Hubo un murmullo de aprobación.

—¿El lo aceptará, Rasa?

—Lo ignoro, pero de momento ha procurado aparentar que respeta nuestros deseos. Demos la mayor publicidad posible a nuestro ofrecimiento, y luego esperemos que le resulte más ventajoso aceptarlo que rechazarlo.

Las propuestas de Rasa tuvieron más éxito del que deseaba. Sí, aprobaron el plan casi por unanimidad. Pero también la designaron embajadora para presentar esta «invitación» al general Moozh. No se desvivía por celebrar esa entrevista, pero no tenía tiempo ni siquiera para preguntarse qué decir ni cómo actuar. La invitación se debía entregar personalmente y de inmediato; fue redactada, firmada y sellada en el acto, y Rasa se marchó del consejo con el documento en la mano, minutos antes de que expirase el plazo que el consejo mismo había fijado.

No era la mejor mañana de Mebbekew. Había trajinado por las cuestas prohibidas de Basílica guiado por Nafai, tal como había seguido a Elemak desde el desierto hasta los bosques del norte. Pero cuando llegaron ante la casa de Rasa, Mebbekew se escabulló. No se dejaría arrastrar por los planes de sus hermanos. Si estaban allí para encontrar esposa, Mebbekew se buscaría la suya, y listo. Desde luego, no pensaba ir a la zaga de su hermano mayor, conformándose siempre con la segunda opción, ni se tragaría la humillación de ir a casa de la madre de su hermano menor para implorarle que le entregara una de sus preciosas sobrinas. Elemak estaba obsesionado con esa muñeca de porcelana, Eiadh… bien, eso era cosa suya. Mebbekew prefería mujeres con sangre en las venas, mujeres que gritaran y gimieran al hacer el amor, mujeres enérgicas y vigorosas. Mujeres que amaran a Mebbekew.

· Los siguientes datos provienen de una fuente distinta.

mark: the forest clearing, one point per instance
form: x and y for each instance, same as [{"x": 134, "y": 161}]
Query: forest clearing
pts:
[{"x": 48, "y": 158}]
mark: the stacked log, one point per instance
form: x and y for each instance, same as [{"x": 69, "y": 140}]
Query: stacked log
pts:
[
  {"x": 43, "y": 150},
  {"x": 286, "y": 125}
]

No tardó en encontrar energía y vigor. Los incendios habían sido más devastadores en la Villa de las Muñecas y la Villa de los Pintores, así que pocas de sus viejas amantes se hallaban en las casas donde él las había conocido. Las pocas que pudo encontrar se alegraron de verlo. Lo colmaron de lágrimas y besos, deseosas de que se quedara con ellas. ¿Quedarse con ellas? ¿Dónde? ¿En una casa en ruinas sin agua corriente? ¿Y para qué lo querían? Para que hiciera todas las pesadas faenas de reconstrucción y reparación, para que él fuera su guardián. ¡Menuda broma! ¡Mebbekew, montando guardia para cuidar de una muchacha asustada! Sin duda lo habrían recompensado generosamente con sus cuerpos si se hubiera prestado al juego, pero no valía la pena. Ninguna mujer valía la pena en ese momento, si tenía necesidades aún mayores que las de Mebbekew. No estaba allí para proteger ni proveer, sino para encontrar protección y provisión.

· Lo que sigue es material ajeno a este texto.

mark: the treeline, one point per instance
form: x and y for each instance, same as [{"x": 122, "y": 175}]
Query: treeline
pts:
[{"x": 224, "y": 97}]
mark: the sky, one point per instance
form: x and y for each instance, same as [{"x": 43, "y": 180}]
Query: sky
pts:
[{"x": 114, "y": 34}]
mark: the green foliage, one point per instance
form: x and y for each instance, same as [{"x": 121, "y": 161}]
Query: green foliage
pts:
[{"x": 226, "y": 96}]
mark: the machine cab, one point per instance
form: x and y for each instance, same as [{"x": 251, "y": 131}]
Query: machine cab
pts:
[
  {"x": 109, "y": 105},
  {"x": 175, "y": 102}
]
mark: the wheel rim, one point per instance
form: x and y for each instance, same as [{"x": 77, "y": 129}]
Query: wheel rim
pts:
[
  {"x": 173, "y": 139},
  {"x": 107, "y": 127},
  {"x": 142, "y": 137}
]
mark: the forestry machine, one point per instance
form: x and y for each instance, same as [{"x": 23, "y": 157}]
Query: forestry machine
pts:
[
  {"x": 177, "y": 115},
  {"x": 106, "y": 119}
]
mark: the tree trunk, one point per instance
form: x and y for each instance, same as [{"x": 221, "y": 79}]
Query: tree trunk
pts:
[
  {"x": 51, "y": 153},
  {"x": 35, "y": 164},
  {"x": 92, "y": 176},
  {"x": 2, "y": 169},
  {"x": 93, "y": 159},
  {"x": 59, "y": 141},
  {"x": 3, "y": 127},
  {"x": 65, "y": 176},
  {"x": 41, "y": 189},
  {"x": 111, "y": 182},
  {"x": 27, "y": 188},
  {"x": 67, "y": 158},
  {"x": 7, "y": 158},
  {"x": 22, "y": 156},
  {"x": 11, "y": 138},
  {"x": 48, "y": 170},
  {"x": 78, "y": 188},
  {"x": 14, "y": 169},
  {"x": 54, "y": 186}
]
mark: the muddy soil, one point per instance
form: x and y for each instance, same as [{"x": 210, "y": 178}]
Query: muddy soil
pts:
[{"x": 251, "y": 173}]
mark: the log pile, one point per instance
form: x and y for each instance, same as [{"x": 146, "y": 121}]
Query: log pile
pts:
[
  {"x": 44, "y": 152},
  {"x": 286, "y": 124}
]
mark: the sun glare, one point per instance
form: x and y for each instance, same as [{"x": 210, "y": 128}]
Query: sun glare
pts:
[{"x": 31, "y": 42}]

Así que se despidió con un beso y una promesa, sin quedarse siquiera para bañarse o comer, pues sabía que si se dejaba seducir por sus abrazos, aquellas mujeres necesitadas lo convertirían en un esposo. ¡No tenía la menor intención de liarse con mujeres que sólo podían ofrecerle trabajo y problemas!